60 The respondent submitted that although there was no duty to get information, the non-consideration or the non-exercise could still lead to unreasonableness in the ultimate decision in a manner that would mean that the body had not performed its statutory task. That was to be assessed by having regard to the statutory purpose and objects which, in the case of the Migration Review Tribunal, included provisions like s 420 or s 353 in relation to the substantial justice and the merits of the case. But here one would look at the purpose, which was to ensure that at some point in this process a referred applicant was given an opportunity to be heard, and that a referred applicant who sat on their rights or sat on information or claims will potentially be shut out at the review stage. But the provisions were not intended to deny a fair hearing to a referred applicant on genuinely new issues that arose after the delegate had made his or her decision.
61 In reply, the Minister submitted that in a case where the dispositive issue had not been the subject of a hearing before the delegate, that meant that an assumption that may have underlain the drafting of Pt 7AA may not be a good assumption, but it did not follow that therefore words were to be read into the language that was not in the sections.
62 If there was a new situation in the referred applicant's country of nationality or if new information was obtained that meant there was a complete change of circumstances in the referred applicant's country of nationality after the delegate's decision, the Minister submitted that there was no obligation on the Authority to bring that to the referred applicant's attention or to consider whether to bring it to their attention. The paragraphs of the explanatory memorandum referred to circumstances which may justify the consideration of new information. They did not go the next step and speak of circumstances which may or would justify reverting to a referred applicant. The Minister submitted that it was conceivable that the Authority might decline to acquire new information, and might make a decision ignoring changes in the referred applicant's country of origin which decision would, nevertheless, not be invalid because it would be one based on the material before the Authority.
63 In written submissions filed, by leave, after the hearing, the respondent made submissions to the effect that s 473DC(1) should be read down so that it only applied to documents or information of an evidentiary character, and did not apply generally to written submissions or comments given to the Authority by a referred applicant.
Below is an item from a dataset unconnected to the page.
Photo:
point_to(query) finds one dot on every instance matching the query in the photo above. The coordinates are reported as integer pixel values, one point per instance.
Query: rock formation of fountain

It would follow, it was submitted, that the Authority had power to seek or to receive written submissions or comments from a referred applicant apart from and outside its specific powers to get new information under s 473DC and to consider new information under s 473DD. There was no express or implied statutory prohibition in Pt 7AA that would prevent the Authority from seeking or receiving such submissions or comments. Insofar as submissions or comments from a referred applicant contained new information in an evidentiary sense, the Authority would need to apply the requirements of s 473DD before considering that information. The Authority would be otherwise free to have regard to the submissions or comments outside the requirements of ss 473DC and 473DD.
64 In his written response, also by leave, the Minister made submissions on the issue whether the resolution of the case might lie outside s 473DC by virtue of an implicit capacity in the Authority to invite not information but submissions. In broad terms, the Minister's submission was that the Authority had only the powers granted to it by statute and there was no room for the implied powers for which the respondent contended.
65 In light of our conclusions below, it is not necessary to consider this issue.